An Illustrated Description of the Core Algorithm

This page contains an explanation of the algorithm behind the Python dendrogram code. This is demonstrated with a step by step example of how the algorithm constructs the tree structure of a very simple one-dimensional dataset. Even though this dataset is very simple, what is described applies to datasets with any number of dimensions.

Basic example

The following diagram shows a one-dimensional dataset (with flux versus position) in the solid black line, with the corresponding dendrogram for that dataset overplotted in green:

_images/simple_final.png

In the rest of this document, we will refer to the individual points in this dataset as pixels.

The way the algorithm works is to construct the tree starting from the brightest pixels in the dataset, and progressively adding fainter and fainter pixels. We will illustrate this by showing the current value being considered, with the following blue dashed line:

_images/simple_step1.png

Let’s now start moving this line down, starting from the peak pixel in the dataset. We create our first structure from this pixel. We then move to the pixel with the next largest value, and each time, we decide whether to join the pixel to an existing structure, or create a new structure. We only start a new structure if the value of the pixel is greater than its immediate neighbors, and therefore is a local maximum. The first structure being constructed is shown below:

_images/simple_step2.png

We have now found a local maximum, so rather than add this pixel to the first structure, we create a new structure. As we move further down, both structures keep growing, until we reach a pixel that is not a local maximum, and is adjacent to both existing structures:

_images/simple_step3.png

At this point, we merge the structures into a branch, which is shown by a green horizontal line. As we move down further, the branch continues to grow, and we very quickly find two more local maxima which cause new structures to be created:

_images/simple_step4.png

These structures eventually merge, and we end up with a single tree:

_images/simple_final.png

Accounting for noise

Setting a minimum value (min_value)

Most real-life datasets are likely to contain some level of noise, and below a certain value of the noise, there is no point in expanding the tree since it will not be measuring anything physical; new branches will be ‘noise spikes’. By default, the minimum value is set to negative infinity, which means all pixels are added to the tree. However, you will very likely want to change this so that only significant features above the noise are included.

Let’s go back to the original data. We have left the outline of the complete tree for reference. We now set a minimum value, which we show below with the purple line. This is controlled by the min_value option in compute().

_images/min_value_final.png

The effect on the tree is simply to get rid of (or prune) any structure peaking below this minimum. In this case, the peak on the right is no longer part of the tree since it is below the minimum specified value.

Setting a minimum significance for structures (min_delta)
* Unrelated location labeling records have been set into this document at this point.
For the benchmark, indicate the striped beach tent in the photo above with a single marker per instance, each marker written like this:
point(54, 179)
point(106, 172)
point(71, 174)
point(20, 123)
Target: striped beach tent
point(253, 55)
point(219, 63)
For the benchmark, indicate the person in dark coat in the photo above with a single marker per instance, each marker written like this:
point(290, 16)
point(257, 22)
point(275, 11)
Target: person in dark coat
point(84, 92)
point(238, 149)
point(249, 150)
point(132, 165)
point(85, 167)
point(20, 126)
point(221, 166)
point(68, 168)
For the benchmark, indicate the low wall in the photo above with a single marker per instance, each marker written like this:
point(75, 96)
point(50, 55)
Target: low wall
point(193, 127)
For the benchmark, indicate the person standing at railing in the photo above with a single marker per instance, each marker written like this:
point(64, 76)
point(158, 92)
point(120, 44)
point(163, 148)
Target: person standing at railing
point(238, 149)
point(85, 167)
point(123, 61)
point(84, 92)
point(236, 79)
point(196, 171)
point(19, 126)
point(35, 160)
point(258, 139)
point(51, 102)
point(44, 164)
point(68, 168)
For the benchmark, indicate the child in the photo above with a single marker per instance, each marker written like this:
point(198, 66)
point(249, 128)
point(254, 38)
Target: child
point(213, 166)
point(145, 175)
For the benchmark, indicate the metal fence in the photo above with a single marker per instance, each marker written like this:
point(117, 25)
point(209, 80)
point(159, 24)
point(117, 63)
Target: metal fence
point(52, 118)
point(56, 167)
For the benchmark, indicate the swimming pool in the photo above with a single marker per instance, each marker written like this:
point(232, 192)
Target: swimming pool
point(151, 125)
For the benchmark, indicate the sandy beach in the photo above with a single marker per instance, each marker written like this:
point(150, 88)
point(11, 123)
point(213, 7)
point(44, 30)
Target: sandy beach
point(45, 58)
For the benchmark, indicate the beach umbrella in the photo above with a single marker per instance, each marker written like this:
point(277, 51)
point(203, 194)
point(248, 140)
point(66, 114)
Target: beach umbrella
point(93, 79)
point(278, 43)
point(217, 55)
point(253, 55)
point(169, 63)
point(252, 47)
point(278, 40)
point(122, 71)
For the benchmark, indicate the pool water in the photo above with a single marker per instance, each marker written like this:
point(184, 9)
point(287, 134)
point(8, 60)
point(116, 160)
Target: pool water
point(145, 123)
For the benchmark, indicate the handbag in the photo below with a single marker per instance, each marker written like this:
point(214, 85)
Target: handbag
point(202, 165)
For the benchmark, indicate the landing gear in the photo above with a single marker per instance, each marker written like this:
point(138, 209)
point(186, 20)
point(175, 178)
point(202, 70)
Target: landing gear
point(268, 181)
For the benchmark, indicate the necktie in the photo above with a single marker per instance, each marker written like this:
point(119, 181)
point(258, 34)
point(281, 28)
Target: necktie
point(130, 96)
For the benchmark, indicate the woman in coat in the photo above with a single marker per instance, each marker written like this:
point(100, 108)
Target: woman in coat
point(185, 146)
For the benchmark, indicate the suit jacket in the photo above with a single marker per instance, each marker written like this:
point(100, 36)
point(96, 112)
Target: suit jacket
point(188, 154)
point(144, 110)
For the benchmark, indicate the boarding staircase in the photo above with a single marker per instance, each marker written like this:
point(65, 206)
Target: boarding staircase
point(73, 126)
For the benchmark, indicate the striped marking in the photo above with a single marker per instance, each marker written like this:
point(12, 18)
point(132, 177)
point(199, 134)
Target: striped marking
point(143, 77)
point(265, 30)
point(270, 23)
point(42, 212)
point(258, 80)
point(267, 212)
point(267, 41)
If our data are noisy, we also want to avoid including local maxima that - while above the minimum absolute value specified above - are only identified because of noise, so we can also define a minimum height required for a structure to be retained. This is the min_delta parameter in compute(). We show the value corresponding to the current value being considered plus this minimum height:

_images/small_delta_step1.png

In this case, min_delta is set to 0.01. As we now move down in flux as before, the structure first appears red. This indicates that the structure is not yet part of the tree:

_images/small_delta_step2.png

Once the height of the structure exceeds the minimum specified, the structure can now be considered part of the tree:

_images/small_delta_step3.png

In this case, all structures that are above the minimum value are also all large enough to be significant, so the tree is the same as before:

_images/small_delta_final.png

We can now repeat this experiment, but this time, with a larger minimum height for structures to be retained (min_delta=0.025). Once we reach the point where the second peak would have been merged, we can see that it is not high enough above the merging point to be considered an independent structure:

_images/large_delta_step1.png

and the pixels are then simply added to the first structure, rather than creating a branch:

_images/large_delta_step2.png

We can now see that the final tree looks a little different to the original one, because the second largest peak was deemed insignificant:

_images/large_delta_final.png

Additional options

In addition to the minimum height of a structure, it is also possible to specify the minimum number of pixels that a structure should contain in order to remain an independent structure (min_npix), and in the future, it will be possible to specify arbitrary criteria, such as the proximity to a given point or set of coordinates.